# Earthquake Analysis and Prediction

# Introduction and Objective:

This project aims to predict future earthquakes using Linear Regression on the https://www.kaggle.com/datasets/alessandrolobello/the-ultimate-earthquake-dataset-from-1990-2023, which includes data on over 3 million global earthquakes.

The model will be:

1. Trained on historical data
2. Evaluated on a test set
3. Deployed for real-time prediction

Goal: Improve the accuracy and reliability of earthquake prediction using machine learning, potentially saving lives and reducing damage..

In [None]:
import os
for filename in os.listdir('/content'):
    print(filename)

## 1. Importing necessary libraries:

In [None]:
# Basics
import pandas as pd
import numpy as np
import matplotlib.pyplot as plt
import seaborn as sns

# For better plots
import plotly.express as px
import plotly.graph_objects as go

# ML libraries
from sklearn.model_selection import train_test_split
from sklearn.linear_model import LinearRegression
from sklearn.metrics import mean_squared_error
from sklearn.metrics import accuracy_score

# Deep-learning
import tensorflow as tf

## 2. Importing Data:

In [None]:
data = pd.read_csv("/content/Eartquakes-1990-2023.csv")

## 3. Understanding the basics of the Data:

In [None]:
data.head()

In [None]:
data.describe()

In [None]:
data.info()

Checking for "Null" values:

In [None]:
data.isna().sum()

Great, no "Null" values, won't have to go through "Pre-Processing" steps 😎😎

## 4. EDA Time:

Before delving into EDA, let's convert the "date" column to Pandas dataframe.

In [None]:
data['date'] = pd.to_datetime(data['date'], format='ISO8601')

In [None]:
data.date

#### a.
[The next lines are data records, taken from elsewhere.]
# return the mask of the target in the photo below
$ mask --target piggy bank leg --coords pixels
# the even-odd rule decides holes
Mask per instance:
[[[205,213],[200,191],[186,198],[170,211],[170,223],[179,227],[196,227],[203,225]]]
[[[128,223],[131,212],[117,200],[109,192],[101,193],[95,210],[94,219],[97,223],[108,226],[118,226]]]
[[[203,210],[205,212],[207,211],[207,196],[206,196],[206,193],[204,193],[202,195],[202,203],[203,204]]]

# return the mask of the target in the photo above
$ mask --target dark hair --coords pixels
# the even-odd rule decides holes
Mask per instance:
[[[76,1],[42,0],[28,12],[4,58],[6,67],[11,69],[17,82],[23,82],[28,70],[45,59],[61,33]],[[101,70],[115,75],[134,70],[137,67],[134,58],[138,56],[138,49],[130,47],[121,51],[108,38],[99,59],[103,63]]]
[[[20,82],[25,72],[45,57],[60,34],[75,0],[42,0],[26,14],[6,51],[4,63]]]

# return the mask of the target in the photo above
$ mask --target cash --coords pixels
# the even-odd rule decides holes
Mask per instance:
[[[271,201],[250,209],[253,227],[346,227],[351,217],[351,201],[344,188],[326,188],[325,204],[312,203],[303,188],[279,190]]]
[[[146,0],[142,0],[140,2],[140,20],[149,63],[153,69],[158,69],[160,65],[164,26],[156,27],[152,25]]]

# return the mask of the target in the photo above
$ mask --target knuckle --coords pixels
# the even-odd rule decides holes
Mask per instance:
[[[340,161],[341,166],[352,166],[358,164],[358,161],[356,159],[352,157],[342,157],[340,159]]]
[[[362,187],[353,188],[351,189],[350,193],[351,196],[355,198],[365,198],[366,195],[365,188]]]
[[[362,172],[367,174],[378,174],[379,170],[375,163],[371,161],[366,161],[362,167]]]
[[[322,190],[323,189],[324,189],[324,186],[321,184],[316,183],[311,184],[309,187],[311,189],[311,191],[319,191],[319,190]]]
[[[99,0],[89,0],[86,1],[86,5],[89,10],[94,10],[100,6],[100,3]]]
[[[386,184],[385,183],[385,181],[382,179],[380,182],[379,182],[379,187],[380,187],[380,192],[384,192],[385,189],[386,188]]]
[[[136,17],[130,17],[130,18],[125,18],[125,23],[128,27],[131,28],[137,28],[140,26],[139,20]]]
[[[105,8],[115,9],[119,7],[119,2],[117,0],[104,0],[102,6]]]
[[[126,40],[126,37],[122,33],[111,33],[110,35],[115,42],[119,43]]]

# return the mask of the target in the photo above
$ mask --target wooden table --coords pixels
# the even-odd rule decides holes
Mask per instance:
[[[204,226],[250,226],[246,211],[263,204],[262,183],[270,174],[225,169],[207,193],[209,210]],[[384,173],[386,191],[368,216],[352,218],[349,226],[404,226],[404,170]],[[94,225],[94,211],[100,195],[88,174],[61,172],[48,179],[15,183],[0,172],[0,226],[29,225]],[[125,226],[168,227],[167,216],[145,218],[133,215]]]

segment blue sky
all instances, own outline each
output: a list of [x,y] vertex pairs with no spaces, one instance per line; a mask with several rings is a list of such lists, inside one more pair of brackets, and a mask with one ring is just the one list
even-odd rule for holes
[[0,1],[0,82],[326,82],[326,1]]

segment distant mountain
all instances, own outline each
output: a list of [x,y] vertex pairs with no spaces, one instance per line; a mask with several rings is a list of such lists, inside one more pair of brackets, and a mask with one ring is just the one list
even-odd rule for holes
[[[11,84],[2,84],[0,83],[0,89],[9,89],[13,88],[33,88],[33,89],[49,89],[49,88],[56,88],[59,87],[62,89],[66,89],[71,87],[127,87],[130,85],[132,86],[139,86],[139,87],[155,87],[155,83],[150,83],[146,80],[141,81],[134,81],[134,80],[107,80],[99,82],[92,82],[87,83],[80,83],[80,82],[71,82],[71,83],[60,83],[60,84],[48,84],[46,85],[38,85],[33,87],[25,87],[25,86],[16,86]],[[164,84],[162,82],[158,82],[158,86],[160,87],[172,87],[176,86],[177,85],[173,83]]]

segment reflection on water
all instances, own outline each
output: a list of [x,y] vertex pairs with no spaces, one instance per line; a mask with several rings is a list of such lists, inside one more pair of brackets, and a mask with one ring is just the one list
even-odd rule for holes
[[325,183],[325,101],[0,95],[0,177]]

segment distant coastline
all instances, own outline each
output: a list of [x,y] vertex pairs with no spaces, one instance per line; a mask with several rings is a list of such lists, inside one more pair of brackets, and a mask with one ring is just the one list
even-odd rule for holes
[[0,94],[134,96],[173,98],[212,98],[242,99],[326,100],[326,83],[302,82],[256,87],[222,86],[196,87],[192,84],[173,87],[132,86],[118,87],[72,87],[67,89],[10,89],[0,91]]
Magnitude of earthquakes earthquake.png:

In [None]:
# Extract the year
year = pd.to_numeric(data.date.dt.year)

# Extract the magnitude
magnitude = data.magnitudo
df = pd.DataFrame({
    'year': year,
    'magnitude': magnitude
})
df = df[df['magnitude'] >= 0]

sns.histplot(data=df, x='year', weights='magnitude', bins=10, kde=True)
plt.xlabel("Year")
plt.ylabel("Magnitude")


In [None]:
data["magnitudo"].plot(kind = "line", style = ".", title ="Magnitudo trend by year", figsize =(16,5))
plt.show()

**Inferences** inferential-statistics.png

* The histogram shows that the magnitude of earthquakes is distributed over a wide range, from about 2 to 9. There is a peak in the number of earthquakes with a magnitude of about 5. The number of earthquakes with a magnitude of 7 or higher is relatively low.

* The histogram also shows that the magnitude of earthquakes has been increasing over time. This is likely due to the improved ability of scientists to detect and record earthquakes.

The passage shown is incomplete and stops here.